The Death of Eloy Gutierrez Menoyo / Orlando Luis Pardo Lazo #Cuba

Death displays no stars on his epaulets, nor in civilian clothes (as they placed him in a box with a single family wreath). Death is a gradation of colors, from the intimidating olive green of the uniform to the cadaverous yellow of skin about to be cremated. Death is, also, the silence of the official newspapers and the national television news. Death is the absolute helplessness of Chapel J of a famous Cuban funeral home, where the body of commander Eloy Gutierrez Menoyo lies, while outside the sea roars like a cyclone through all the streets of El Vedado, crossing the patrols extorting the prostitutes, and the United States Interests Section Office is cut in the wee hours like a futuristic lizard.

The men who led the Revolution of January 1, 1959 can be counted on the fingers. Very soon they will be counted only with the word. Say what they will, the post-guerrilla court physicians, the Utopia of founding a Club of 120 Years proved to be just another fallacy of the socialist emulation. They also die, comrades: no one was immortal. After more than half a century of the so-called “historic generation” in power, this is all that will remain (before my desolate eyes at the wake): fewer than a dozen mourners, zero curious, the press in passing for the photo op, not even police or state security personnel, an unlikely emptiness of plastic chairs and functionaries in threadbare suits. Nobody has died or perhaps we are the dead, the effects of pedestrian apathy and the disintegrated forgetfulness of our nation. Like in a photo of the broken family of the troubadour Carlos Varela: it doesn’t help…

It’s a full moon in Havana, a transparent night that makes us weightless. The Revolution has turned into a volatile bubble, gas that adopts the form of the repression that contains it. The cypresses here no longer pretend to believe in God. There must be cypresses in Cuba to prop us the sky. At this hour there should exist at least a warm and rather bitter sip of God.

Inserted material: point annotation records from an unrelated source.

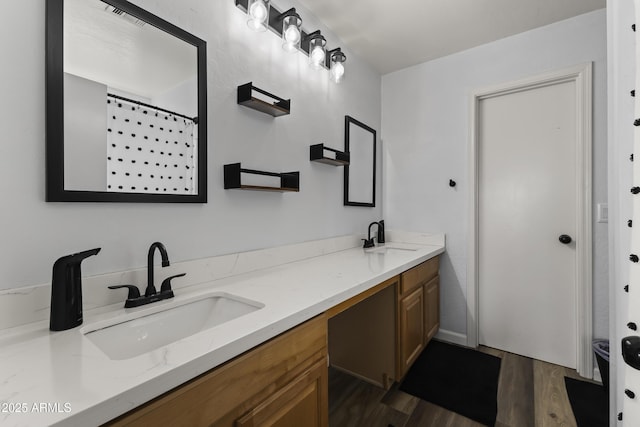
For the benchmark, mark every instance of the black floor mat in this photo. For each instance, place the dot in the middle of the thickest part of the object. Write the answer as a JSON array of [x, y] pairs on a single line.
[[589, 402], [461, 380]]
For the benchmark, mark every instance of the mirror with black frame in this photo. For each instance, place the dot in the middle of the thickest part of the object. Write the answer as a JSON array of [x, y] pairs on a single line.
[[126, 106], [360, 174]]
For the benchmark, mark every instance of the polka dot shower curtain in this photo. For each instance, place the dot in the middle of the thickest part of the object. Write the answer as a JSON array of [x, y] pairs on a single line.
[[149, 151]]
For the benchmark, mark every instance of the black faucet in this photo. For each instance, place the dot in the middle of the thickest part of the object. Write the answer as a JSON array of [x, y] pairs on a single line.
[[151, 289], [368, 242], [66, 291], [134, 299], [381, 238]]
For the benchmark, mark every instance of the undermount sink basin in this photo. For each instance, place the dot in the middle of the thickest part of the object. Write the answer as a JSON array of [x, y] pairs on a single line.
[[391, 248], [160, 326]]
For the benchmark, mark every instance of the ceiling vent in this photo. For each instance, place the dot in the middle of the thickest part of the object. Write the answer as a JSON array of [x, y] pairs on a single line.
[[122, 14]]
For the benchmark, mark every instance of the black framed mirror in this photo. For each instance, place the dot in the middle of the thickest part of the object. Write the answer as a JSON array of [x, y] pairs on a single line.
[[126, 106], [360, 174]]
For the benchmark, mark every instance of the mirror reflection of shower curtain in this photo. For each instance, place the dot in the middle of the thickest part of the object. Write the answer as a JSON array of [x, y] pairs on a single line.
[[149, 151]]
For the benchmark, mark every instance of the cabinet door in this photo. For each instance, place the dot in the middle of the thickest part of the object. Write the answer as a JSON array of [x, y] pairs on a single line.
[[303, 402], [411, 333], [431, 308]]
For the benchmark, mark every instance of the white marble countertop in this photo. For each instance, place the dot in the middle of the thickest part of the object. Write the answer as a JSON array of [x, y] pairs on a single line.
[[61, 378]]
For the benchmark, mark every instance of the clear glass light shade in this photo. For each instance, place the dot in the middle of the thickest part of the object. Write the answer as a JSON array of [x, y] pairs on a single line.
[[291, 32], [317, 52], [336, 72], [258, 15]]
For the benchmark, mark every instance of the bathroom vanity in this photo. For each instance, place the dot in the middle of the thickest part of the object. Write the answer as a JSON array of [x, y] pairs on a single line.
[[375, 335], [369, 312]]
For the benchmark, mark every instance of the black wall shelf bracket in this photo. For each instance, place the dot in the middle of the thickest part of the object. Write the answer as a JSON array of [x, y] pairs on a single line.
[[316, 154], [280, 107], [289, 181]]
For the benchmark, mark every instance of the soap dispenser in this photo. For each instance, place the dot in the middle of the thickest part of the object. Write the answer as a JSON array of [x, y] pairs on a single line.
[[66, 291], [381, 238]]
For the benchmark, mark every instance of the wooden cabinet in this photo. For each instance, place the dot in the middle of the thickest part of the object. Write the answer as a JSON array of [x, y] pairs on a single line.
[[418, 312], [362, 334], [431, 308], [376, 335], [283, 382], [297, 404], [411, 329]]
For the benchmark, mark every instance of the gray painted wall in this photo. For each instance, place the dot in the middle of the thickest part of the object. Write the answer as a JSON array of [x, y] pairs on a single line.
[[36, 233], [425, 132]]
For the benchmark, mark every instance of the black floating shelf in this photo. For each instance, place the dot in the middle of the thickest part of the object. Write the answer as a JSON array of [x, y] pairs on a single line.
[[281, 107], [316, 154], [289, 181]]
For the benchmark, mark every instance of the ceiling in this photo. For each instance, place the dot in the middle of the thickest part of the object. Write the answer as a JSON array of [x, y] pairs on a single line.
[[391, 35]]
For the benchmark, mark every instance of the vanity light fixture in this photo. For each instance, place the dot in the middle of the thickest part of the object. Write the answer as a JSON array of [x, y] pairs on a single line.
[[291, 31], [262, 15], [258, 15], [336, 65], [317, 54]]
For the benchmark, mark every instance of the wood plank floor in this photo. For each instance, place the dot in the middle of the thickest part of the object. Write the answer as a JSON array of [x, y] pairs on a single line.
[[531, 393]]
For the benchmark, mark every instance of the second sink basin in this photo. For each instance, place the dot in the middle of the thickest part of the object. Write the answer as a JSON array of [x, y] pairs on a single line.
[[149, 331]]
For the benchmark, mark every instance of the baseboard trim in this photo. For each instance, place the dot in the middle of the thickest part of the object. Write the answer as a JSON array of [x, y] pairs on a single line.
[[451, 337]]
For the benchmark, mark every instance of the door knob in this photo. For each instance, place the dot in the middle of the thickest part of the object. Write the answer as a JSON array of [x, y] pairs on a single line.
[[565, 239], [631, 351]]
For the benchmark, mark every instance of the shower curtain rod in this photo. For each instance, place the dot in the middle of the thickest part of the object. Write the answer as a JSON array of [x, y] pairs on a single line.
[[194, 119]]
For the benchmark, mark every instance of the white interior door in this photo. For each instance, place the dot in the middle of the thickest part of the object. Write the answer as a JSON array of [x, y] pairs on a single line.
[[527, 187]]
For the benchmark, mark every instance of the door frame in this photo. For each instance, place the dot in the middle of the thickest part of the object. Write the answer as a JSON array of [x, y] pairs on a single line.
[[582, 76]]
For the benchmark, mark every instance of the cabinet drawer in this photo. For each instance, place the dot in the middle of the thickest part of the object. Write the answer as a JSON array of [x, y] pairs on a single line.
[[419, 275], [301, 403]]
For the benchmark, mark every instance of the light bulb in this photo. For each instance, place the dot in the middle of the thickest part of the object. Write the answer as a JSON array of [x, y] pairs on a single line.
[[317, 57], [291, 38], [337, 72], [258, 13]]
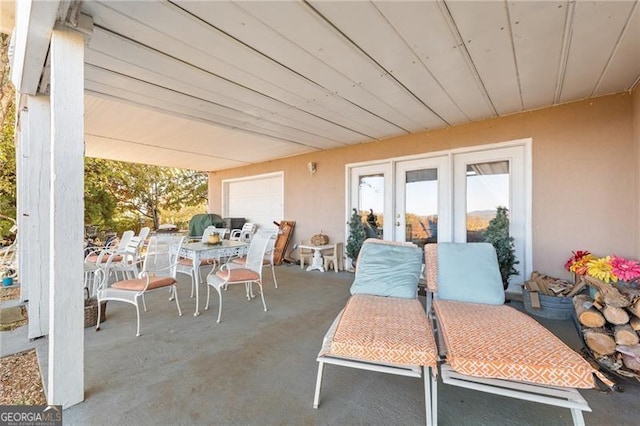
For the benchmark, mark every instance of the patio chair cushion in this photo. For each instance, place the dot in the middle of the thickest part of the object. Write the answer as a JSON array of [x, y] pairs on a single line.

I remember my readings of Eloy Gutierrez Menoyo, including literary readings. I remember speaking with a crystal clarity and his lanky body in countless class documentaries that circulate computer to computer, although no one in Cuba today sees them, they’re boring, ugly, criminal. The new generations don’t believe in the prestige of death, so they have abandoned this gentleman to his fate. I remember him accused of being a Castro supporter (and in an epistemological sense he was right up to his last breath) by the undercover Castro agents. I remember trying to erase all the rancor from early on, despite the violence that in person altered him. I remember him tired of going up against death, provoking it to make life less miserable. One has the impression that in epic families such as the Gutierrez Menoyos, in that era of wholesale dictatorships (that one?), in whatever part of the world he would have sought vengeance against the Presidential Palace.

The testament of this excommunicated commander is a startling allegation. He dictated it to his daughter, Patricia Gutierrez Menoyo a couple of months ago. Both knew. This is a prescient text, bitter and hopeful. She, who reproduces her father’s features with a candor that makes you want to cry, sent it to the press as soon as she knew the inevitable had occurred. There, recently fallen from the airport after an aerial tour of the Island from Puerto Rico, she gave me a sheet that still smells of exile, of life, of liberty.

The commander Eloy Gutierrez Menoyo gives us, in his farewell, a lesson in style. It feels opaque and so seeks maximum transparency, the spontaneous metaphor in the bitter heart of the people. Being a man of submachine guns (nothing was more popular in Cuba than the language of submachine guns, which in the comics and literature of the seventies sounded symphonically rat-a-tat-tat-tat!), this Spanish Cubanism clings to a last butterfly that will alight in the shadow: thin, quiet, frail, full of joy, converging with the poetry of the New Trova that no one hears in this country any more.

Today they will cremate him, all the protagonists of our political 20th century, so his remains will not later be vandalized when, after the Great Death, the alarm sounds the democratizing ring-ring of the Transition. For now, rest in peace in this city that without wanting to he helped to ruralize, civilian commander of a barbarian in chief.